Slot Bonding for Adaptive Modulations in IEEE 802.15.4e TSCH Networks

The numerous applications of industrial automation have always posed many challenges for wireless connectivity. In the last decade, IEEE 802.15.4e time-slotted channel hopping (TSCH) networks have provided high reliability and low-power operation in such challenging industrial environments. Typically, TSCH networks employ one modulation at the physical layer and are thus limited by the characteristics of the chosen modulation in terms of, among others, data rate, reliability and energy efficiency. To tackle these limitations and to improve network performance and flexibility in those challenging industrial environments, this work explores the simultaneous use of multiple modulations in a TSCH network. Traditionally, TSCH relies on fixed-duration slots, large enough to send a packet of any size given the fixed data rate.

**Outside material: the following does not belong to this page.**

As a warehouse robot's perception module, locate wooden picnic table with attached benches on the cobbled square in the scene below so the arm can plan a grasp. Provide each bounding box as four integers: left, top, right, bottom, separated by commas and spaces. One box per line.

In order to avoid wasting airtime when simultaneously using modulations with different data rates, we propose the concept of slot bonding. This allows the creation of different-sized bonded slots with a duration adapted to the data rate of each chosen modulation. To analyze the proposed slot bonding technique, we formally describe the TSCH slot bonding problem in terms of optimizing the packet delivery ratio while minimizing radio on time, with the inclusion of parent selection and interference avoidance. Afterward, we propose a genetic algorithm that allows us to implement the problem and find solutions heuristically. Finally, we provide insights into preferred parent selection and modulation configurations by using this heuristic approach during extensive simulation experimentation in which the scalability advantage of slot bonding over longer fixed-duration slots is also shown.

Automated summary

This study explores the simultaneous use of multiple modulations in a TSCH network, introducing the concept of slot bonding to address airtime waste when using modulations with different data rates. Optimization of the TSCH slot bonding problem was achieved using a genetic algorithm, and the scalability advantage of slot bonding in challenging industrial environments was demonstrated through extensive simulation experimentation.